予めお嬢様から話は聞いていたんだろうけど、お父さん結構鋭いな。
国の宰相をやってるくらいだから、それくらい鋭くないと務まらないか。
「分かりました。」
俺は答える。
両親ともに忙しそうだから、俺がお嬢様の相手をしてあげないとな。
お嬢様とお父さんとお母さんが食事をする間に、俺はテーブルの下で餌を食べさせてもらう。
「大陸東側の貴族は全て反乱軍に参加したようだ。
これでいよいよ対決は避けられそうにないな。」
餌を食べていると、お父さんの話が聞こえてきた。
「相手の動きが早いですね。」
お嬢様が言う。
「私としてもこの早さは予想外だよ。
せめてもの救いは、反乱軍のアドバイザーの暗殺に成功したことだな。
これで、少しでも動きが遅くなってくれるといいのだが。

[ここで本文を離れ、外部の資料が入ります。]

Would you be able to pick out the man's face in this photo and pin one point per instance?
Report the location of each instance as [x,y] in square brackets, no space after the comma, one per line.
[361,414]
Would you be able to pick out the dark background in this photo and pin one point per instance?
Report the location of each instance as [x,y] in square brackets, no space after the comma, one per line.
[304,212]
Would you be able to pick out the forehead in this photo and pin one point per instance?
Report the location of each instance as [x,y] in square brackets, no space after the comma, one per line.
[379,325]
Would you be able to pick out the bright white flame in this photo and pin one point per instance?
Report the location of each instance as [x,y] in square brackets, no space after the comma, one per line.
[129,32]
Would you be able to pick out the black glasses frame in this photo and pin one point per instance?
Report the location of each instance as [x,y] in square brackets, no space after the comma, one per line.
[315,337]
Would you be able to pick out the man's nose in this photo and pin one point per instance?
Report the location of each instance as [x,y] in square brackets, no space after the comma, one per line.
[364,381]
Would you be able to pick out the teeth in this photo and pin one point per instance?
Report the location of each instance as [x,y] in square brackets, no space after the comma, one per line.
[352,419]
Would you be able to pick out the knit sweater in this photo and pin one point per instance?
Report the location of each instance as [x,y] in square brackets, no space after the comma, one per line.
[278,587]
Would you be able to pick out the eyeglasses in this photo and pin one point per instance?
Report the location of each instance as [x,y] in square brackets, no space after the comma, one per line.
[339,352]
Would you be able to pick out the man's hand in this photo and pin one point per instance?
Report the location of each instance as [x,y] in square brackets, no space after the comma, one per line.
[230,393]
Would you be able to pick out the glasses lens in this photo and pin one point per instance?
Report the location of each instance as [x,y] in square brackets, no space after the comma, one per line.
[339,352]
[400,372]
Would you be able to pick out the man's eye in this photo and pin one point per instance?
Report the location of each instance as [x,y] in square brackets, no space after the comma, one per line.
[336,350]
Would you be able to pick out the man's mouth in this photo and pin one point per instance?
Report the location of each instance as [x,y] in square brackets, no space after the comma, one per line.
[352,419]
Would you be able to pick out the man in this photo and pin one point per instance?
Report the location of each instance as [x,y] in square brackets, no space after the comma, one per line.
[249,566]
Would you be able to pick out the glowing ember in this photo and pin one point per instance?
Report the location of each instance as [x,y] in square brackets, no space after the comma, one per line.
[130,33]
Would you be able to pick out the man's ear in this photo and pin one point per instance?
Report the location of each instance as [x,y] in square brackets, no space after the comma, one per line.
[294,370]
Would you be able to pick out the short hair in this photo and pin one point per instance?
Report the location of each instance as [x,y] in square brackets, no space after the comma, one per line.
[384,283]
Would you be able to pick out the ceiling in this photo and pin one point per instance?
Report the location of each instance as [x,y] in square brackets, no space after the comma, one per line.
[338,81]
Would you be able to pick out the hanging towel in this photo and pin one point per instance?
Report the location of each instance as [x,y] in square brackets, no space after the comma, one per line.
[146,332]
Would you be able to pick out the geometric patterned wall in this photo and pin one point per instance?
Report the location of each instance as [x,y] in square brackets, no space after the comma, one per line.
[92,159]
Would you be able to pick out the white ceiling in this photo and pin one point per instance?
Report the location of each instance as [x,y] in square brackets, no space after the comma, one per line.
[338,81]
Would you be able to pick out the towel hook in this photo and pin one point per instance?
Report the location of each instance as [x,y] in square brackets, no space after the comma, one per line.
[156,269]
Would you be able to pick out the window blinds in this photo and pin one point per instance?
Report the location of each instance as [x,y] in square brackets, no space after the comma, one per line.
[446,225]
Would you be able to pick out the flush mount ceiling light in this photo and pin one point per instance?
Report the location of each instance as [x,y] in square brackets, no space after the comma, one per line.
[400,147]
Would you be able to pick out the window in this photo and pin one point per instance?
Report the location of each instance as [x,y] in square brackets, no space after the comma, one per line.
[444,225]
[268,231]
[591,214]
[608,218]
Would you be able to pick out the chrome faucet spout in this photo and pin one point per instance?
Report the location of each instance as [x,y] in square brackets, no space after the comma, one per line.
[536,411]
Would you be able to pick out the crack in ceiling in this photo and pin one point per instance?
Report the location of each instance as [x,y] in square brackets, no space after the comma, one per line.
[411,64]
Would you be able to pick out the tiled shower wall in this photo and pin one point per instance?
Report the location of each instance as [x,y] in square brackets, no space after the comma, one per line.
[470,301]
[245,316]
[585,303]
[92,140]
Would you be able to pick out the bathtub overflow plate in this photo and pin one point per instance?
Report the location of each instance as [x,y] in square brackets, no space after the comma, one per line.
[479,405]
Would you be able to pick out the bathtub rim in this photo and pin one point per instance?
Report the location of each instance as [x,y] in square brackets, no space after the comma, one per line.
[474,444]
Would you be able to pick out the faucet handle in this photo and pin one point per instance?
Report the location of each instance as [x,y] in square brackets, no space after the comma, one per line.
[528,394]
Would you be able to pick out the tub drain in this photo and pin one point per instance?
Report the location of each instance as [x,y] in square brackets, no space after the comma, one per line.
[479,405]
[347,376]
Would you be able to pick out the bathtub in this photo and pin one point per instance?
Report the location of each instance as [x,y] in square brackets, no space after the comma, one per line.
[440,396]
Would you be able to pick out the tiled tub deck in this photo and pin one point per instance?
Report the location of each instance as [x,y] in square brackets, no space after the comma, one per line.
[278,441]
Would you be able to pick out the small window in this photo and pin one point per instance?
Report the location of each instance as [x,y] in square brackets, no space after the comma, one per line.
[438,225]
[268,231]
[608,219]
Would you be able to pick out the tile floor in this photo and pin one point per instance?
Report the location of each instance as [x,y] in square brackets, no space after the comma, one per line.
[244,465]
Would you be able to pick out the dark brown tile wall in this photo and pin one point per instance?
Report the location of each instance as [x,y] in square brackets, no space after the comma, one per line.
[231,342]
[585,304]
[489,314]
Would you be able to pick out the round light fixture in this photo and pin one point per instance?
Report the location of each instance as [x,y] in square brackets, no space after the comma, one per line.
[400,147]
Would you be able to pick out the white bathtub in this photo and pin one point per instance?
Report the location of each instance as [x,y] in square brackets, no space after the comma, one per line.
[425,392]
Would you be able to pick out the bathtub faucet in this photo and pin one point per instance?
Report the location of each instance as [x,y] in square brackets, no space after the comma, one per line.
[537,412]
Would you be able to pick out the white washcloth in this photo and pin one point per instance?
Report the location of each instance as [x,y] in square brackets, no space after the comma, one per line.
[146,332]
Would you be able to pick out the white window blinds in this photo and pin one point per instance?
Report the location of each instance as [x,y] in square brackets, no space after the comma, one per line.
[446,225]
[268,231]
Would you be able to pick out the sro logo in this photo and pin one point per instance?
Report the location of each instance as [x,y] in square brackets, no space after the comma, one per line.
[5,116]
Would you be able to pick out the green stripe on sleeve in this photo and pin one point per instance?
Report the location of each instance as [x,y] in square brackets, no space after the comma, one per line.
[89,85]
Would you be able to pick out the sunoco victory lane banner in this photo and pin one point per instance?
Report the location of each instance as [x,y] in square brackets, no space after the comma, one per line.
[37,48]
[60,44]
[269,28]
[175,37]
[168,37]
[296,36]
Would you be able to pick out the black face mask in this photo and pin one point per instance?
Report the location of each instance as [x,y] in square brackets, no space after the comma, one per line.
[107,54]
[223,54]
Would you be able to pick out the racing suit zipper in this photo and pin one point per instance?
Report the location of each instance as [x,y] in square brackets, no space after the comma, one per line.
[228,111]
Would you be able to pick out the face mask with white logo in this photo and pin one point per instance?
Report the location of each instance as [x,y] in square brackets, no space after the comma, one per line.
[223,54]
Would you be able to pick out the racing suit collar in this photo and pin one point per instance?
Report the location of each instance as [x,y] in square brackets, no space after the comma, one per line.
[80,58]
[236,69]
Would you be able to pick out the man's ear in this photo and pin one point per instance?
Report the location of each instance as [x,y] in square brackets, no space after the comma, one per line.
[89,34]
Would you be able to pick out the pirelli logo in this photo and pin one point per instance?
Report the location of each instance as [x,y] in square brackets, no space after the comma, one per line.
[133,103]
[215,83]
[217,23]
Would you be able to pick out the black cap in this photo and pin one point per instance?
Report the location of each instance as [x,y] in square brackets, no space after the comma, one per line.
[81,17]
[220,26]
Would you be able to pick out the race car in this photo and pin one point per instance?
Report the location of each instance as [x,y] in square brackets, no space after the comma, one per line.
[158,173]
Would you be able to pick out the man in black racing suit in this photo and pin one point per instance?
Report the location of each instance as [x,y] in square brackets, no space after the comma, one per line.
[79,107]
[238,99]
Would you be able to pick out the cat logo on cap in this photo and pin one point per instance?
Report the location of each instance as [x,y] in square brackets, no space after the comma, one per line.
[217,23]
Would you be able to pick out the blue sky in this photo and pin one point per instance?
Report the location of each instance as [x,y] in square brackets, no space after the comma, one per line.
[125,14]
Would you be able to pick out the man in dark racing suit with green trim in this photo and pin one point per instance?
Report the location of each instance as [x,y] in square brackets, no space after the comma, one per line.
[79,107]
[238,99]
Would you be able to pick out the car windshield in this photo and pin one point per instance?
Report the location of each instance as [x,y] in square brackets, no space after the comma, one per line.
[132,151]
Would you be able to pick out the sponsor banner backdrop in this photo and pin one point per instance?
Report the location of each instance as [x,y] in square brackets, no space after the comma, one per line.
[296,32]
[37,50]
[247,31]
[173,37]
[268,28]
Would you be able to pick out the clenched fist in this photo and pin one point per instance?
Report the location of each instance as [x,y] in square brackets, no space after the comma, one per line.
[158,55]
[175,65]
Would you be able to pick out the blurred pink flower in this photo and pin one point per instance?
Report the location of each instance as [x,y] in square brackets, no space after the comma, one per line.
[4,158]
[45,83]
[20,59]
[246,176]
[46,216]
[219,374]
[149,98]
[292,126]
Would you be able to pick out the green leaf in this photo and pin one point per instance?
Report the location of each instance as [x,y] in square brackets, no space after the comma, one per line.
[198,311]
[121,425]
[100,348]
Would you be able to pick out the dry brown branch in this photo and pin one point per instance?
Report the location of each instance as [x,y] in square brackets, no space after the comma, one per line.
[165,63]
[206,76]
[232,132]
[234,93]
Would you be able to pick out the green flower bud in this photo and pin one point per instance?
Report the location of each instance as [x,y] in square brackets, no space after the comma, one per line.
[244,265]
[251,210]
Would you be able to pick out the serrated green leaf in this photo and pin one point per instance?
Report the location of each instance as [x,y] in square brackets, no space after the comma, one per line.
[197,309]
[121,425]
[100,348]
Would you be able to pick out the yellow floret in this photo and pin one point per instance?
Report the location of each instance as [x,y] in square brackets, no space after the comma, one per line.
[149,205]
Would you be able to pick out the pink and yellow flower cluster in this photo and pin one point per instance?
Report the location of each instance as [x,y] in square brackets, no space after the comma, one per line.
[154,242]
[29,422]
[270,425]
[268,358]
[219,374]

」
お父さんが言う。
ハキルシア帝国ってこの大陸全てを支配する巨大国家のはずだけど、反乱が起こっていたんだ。
俺は気になったので、聞き耳を立てて話の内容を聞く。
お父さんの話によると、大陸の東側のメキロ家と言う貴族が大陸東側の貴族を巻き込んでハキルシア帝国から独立しようと反乱を起こしたようだ。
メキロ家自体はそこまで大きな貴族ではないらしいが、大陸東側の全ての貴族を巻き込んで味方に引き入れる手腕とそれをあっという間に成し遂げた行動力が脅威らしい。
そして、メキロ家の当主自体はまだ18歳の若さでそこまでの力はないらしいが、反乱の計画立案をしたと言われるメキロ家のウルとか言う名のアドバイザーが強敵だという。
お父さんは慌てて反乱軍の情報を探り、反乱軍の動きの速さの原因がそのアドバイザーだと気づくとウルの暗殺を狙ったようだ。
ウルは自分の策のために単独行動をすることが多く、幸運にも暗殺には成功したようだが、既に大陸の東側は完全に反乱軍の支配下となっているらしい。
お父さん的にはこれで反乱軍の動きが少しでも遅くなってくれればとのことだった。
ハキルシア帝国って、歴史で知ったけど過去に大きな反乱が2度も起こってるんだよな。
今回は大陸の東側全部が反乱に加わったことで帝国史上最大規模の反乱ってことになるよな。
これは、いよいよ戦争になるか。
俺は、お嬢様をしっかり守らないといけないな。